En revanche, la décision laisse perplexe s’agissant des critères retenus tels que l’absence de violence (alors qu’il y a toujours au moins une forme de violence morale dans ce type de situation), l’absence d’atteinte à la dignité (qui semblait au contraire objective en l’espèce), ou encore le fait que le règlement intérieur n’interdisait pas expressément ce type d’agissements (ce qui paraît relever du bon sens).

Cette décision réserve donc une certaine « marge de tolérance » pour le moins inhabituelle, alors que la jurisprudence se montre en parallèle d’une sévérité extrême vis-à-vis de l’employeur au nom de l’obligation de sécurité de résultat.

Les choses auraient certainement été différentes si la victime s’était plainte auprès de l’employeur (mais peut-on réellement parler de consentement quand le fait de dénoncer des collègues de travail risque d’exposer le salarié victime à des mesures de rétorsion ?).

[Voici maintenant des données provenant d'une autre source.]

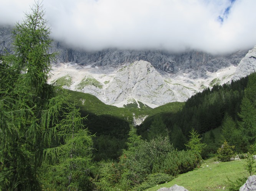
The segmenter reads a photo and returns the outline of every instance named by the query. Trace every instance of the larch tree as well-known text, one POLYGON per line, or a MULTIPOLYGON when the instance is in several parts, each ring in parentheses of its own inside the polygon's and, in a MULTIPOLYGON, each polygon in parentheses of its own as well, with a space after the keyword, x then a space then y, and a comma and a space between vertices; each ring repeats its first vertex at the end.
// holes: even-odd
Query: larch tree
MULTIPOLYGON (((25 13, 25 19, 17 23, 13 30, 14 53, 0 58, 1 190, 41 189, 43 151, 52 147, 52 141, 59 136, 66 145, 74 143, 68 144, 69 152, 76 151, 77 154, 91 147, 88 131, 82 129, 83 127, 79 131, 73 127, 76 125, 72 125, 74 121, 70 115, 73 114, 72 117, 79 123, 83 120, 78 111, 68 105, 62 88, 47 83, 55 54, 49 52, 52 40, 45 13, 41 3, 36 3, 31 12, 25 13), (66 137, 61 134, 64 128, 66 129, 66 137), (80 138, 85 141, 77 144, 81 143, 80 138), (81 151, 77 151, 78 149, 81 151)), ((91 154, 91 151, 85 153, 91 154)), ((74 157, 69 157, 69 172, 76 174, 78 173, 74 172, 76 169, 72 165, 75 162, 72 160, 78 160, 74 159, 74 152, 72 155, 74 157)), ((56 157, 59 162, 67 163, 62 155, 56 157)), ((73 176, 69 176, 67 186, 71 186, 74 179, 73 176)))

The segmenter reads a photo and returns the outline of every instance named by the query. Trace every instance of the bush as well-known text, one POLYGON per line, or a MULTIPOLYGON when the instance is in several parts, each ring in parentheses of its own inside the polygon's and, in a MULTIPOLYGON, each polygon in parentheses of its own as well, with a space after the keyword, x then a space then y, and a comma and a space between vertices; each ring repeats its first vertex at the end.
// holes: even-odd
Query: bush
POLYGON ((229 145, 228 142, 225 141, 221 147, 219 148, 217 151, 218 159, 222 162, 230 161, 234 155, 233 149, 234 148, 235 146, 229 145))
POLYGON ((149 175, 146 180, 140 185, 134 188, 135 190, 144 190, 157 185, 169 182, 173 179, 173 176, 163 173, 157 173, 149 175))
POLYGON ((163 162, 155 164, 152 172, 166 173, 175 176, 199 168, 202 161, 198 153, 190 151, 173 150, 165 157, 163 162))

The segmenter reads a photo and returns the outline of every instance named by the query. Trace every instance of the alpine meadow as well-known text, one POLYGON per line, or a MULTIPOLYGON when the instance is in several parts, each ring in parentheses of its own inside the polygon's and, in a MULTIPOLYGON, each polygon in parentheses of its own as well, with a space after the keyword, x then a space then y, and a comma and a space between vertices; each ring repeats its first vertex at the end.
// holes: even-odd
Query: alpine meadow
MULTIPOLYGON (((13 29, 10 49, 0 54, 0 190, 144 190, 188 183, 197 178, 193 172, 204 180, 204 164, 213 160, 239 173, 230 178, 231 172, 219 170, 223 177, 215 181, 225 189, 239 189, 255 174, 256 73, 213 82, 184 102, 106 105, 65 89, 68 75, 49 83, 58 53, 45 15, 35 2, 13 29), (238 158, 245 176, 232 161, 238 158)), ((91 76, 83 80, 81 90, 104 85, 91 76)), ((196 186, 186 188, 210 188, 196 186)))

De même si un salarié avait été blessé ou si une rixe était survenue …

Dans un contexte où l’employeur a l’obligation de lutter contre toutes les manifestations de violences au travail et de protéger effectivement la santé mentale des salariés, cela renvoie en apparence un signal négatif, en laissant entendre qu’il serait possible de se livrer en toute impunité à des pratiques de bizutage dans l’enceinte de l’entreprise.

Ce n’est toutefois pas le sens à donner à cette décision, qui reste un cas d’espèce. En cas de débordements, l’employeur reste en effet légitime à considérer qu’il s’agit de comportements inacceptables dès lors qu’ils surviennent sur le lieu de travail (en-dehors, cela relève par principe de la vie personnelle du salarié ce qui échappe au pouvoir disciplinaire de l’employeur, sauf dans certaines situations particulières où les faits sont susceptibles de se rattacher à la vie de l’entreprise – cf. une autre arrêt du même jour : Cass. Soc. 8 octobre 2014, n° 13-16793).

Deux enseignements sont à tirer de cette décision :

  • Sur le plan du formalisme juridique, cela rappelle l’importance de la rédaction du règlement intérieur en matière de mise en œuvre du pouvoir disciplinaire (il n’était pas question ici de la définition des sanctions mais des comportements interdits) ;
  • Sur le fond, l’employeur doit toujours faire preuve de juste mesure dans l’utilisation de son pouvoir disciplinaire, tout particulièrement s’il entend comme ici licencier « pour l’exemple » un seul salarié.